Both implementations will behave in the same way.

In this case, we know our `dot`

implementation is fine, and so users of it should not have to worry about its partiality, so it makes sense to avoid propagating the constraint. Now, we will see another case where a `Partial`

constraint *should* be propagated.

Let us suppose we want a `foldr1`

function, which works in a very similar way to `foldr`

on Lists, except that it doesn’t require an initial value to be passed, and instead requires that the list argument contains at least one element.

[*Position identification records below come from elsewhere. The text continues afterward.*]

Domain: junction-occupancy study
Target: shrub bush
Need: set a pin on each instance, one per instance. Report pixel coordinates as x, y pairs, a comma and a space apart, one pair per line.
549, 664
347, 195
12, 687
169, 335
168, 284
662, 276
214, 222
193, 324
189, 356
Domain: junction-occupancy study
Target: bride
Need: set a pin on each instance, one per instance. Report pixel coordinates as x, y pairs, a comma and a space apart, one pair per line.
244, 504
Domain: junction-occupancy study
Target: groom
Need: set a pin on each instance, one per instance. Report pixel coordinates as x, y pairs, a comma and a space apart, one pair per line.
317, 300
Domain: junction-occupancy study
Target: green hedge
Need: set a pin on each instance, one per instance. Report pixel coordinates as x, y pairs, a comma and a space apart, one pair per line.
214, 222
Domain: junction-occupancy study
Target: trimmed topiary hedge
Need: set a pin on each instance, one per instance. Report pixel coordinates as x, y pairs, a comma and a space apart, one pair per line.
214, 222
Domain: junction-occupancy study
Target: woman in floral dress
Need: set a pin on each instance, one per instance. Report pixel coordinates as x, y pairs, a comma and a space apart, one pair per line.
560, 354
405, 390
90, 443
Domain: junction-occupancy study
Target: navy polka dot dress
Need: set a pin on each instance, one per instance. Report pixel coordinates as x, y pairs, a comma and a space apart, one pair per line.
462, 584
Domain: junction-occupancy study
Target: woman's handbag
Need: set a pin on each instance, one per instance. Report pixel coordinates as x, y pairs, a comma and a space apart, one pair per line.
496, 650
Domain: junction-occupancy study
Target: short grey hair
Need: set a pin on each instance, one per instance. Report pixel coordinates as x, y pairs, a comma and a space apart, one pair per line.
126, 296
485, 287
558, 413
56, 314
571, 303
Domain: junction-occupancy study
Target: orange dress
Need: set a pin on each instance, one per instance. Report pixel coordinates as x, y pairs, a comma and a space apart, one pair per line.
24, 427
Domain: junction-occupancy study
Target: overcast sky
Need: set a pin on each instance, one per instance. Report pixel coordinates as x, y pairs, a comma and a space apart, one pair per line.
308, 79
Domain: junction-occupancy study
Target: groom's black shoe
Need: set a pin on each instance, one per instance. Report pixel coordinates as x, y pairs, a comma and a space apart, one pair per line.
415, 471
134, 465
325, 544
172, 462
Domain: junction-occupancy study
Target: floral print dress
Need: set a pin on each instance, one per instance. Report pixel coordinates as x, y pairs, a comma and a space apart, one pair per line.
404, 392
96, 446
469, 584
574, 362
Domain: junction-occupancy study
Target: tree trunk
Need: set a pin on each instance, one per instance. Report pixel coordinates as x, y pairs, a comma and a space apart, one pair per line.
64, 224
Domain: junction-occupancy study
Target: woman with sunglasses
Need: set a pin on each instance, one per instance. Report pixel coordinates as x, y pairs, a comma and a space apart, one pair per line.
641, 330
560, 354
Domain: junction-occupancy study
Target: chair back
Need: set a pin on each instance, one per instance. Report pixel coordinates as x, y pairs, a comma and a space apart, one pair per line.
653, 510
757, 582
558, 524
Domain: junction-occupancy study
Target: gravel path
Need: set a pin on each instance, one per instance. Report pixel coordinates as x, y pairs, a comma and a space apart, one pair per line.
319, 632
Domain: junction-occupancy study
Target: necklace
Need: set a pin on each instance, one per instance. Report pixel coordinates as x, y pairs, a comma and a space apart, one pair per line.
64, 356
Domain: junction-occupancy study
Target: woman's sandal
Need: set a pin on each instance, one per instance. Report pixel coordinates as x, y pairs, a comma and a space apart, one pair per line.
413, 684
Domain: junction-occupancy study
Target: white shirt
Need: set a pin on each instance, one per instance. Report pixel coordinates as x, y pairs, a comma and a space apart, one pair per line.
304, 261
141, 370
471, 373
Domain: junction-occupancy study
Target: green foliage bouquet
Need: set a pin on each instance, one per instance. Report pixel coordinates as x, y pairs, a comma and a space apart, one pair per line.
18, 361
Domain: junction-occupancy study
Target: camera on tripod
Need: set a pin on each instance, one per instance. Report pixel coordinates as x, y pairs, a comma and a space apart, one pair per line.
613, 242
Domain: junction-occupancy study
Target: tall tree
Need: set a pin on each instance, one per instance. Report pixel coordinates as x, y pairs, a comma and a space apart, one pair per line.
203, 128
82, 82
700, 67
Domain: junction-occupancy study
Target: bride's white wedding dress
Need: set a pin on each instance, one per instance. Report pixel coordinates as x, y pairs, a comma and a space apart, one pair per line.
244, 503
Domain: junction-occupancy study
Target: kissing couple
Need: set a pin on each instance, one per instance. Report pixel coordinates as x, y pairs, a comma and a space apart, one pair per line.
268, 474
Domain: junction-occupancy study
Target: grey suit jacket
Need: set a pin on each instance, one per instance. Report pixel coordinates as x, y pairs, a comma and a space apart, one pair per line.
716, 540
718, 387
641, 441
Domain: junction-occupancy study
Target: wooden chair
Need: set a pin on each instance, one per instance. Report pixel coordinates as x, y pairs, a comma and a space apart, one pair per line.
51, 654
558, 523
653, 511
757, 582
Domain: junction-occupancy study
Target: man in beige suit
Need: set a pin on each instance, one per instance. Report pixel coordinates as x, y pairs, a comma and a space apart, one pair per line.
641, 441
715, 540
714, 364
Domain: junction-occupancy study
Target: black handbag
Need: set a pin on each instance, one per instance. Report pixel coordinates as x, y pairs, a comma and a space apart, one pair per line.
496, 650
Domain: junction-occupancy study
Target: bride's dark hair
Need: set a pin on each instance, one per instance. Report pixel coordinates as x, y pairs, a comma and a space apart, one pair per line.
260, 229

We can implement it like this:

`foldr1 f (Cons x xs) = foldr f x xs`

The compiler infers the correct type here, which is:

`foldr1 :: forall a. Partial => (a -> a -> a) -> List a -> a`

Now imagine we want a version of `Data.Foldable.minimum`

which returns an `a`

instead of a `Maybe a`

, and is therefore partial. We can implement it in terms of our new `foldr1`

function:

`minimumP = foldr1 min`

Again, the compiler infers the correct type:

`minimumP :: forall a. (Partial, Ord a) => List a -> a`

Notice that the `Partial`

constraint is automatically propagated to the `minimumP`

function because of the use of another partial function in its definition, namely `foldr1`

. In this case, this is what we want; we should propagate the `Partial`

constraint, because it is still the caller’s responsibility to make sure they supply a non-empty list.

So hopefully it is now clear why this partiality checking is implemented in terms of a type class: it allows us to elegantly reuse existing machinery in the type checker in order to check that a Partial constraint is either explictly handled or propagated. This should help ensure that when you’re reading the code a few months later, it remains clear which part of the code is responsible for ensuring that any assumed invariants which cannot be encoded in the type system do hold.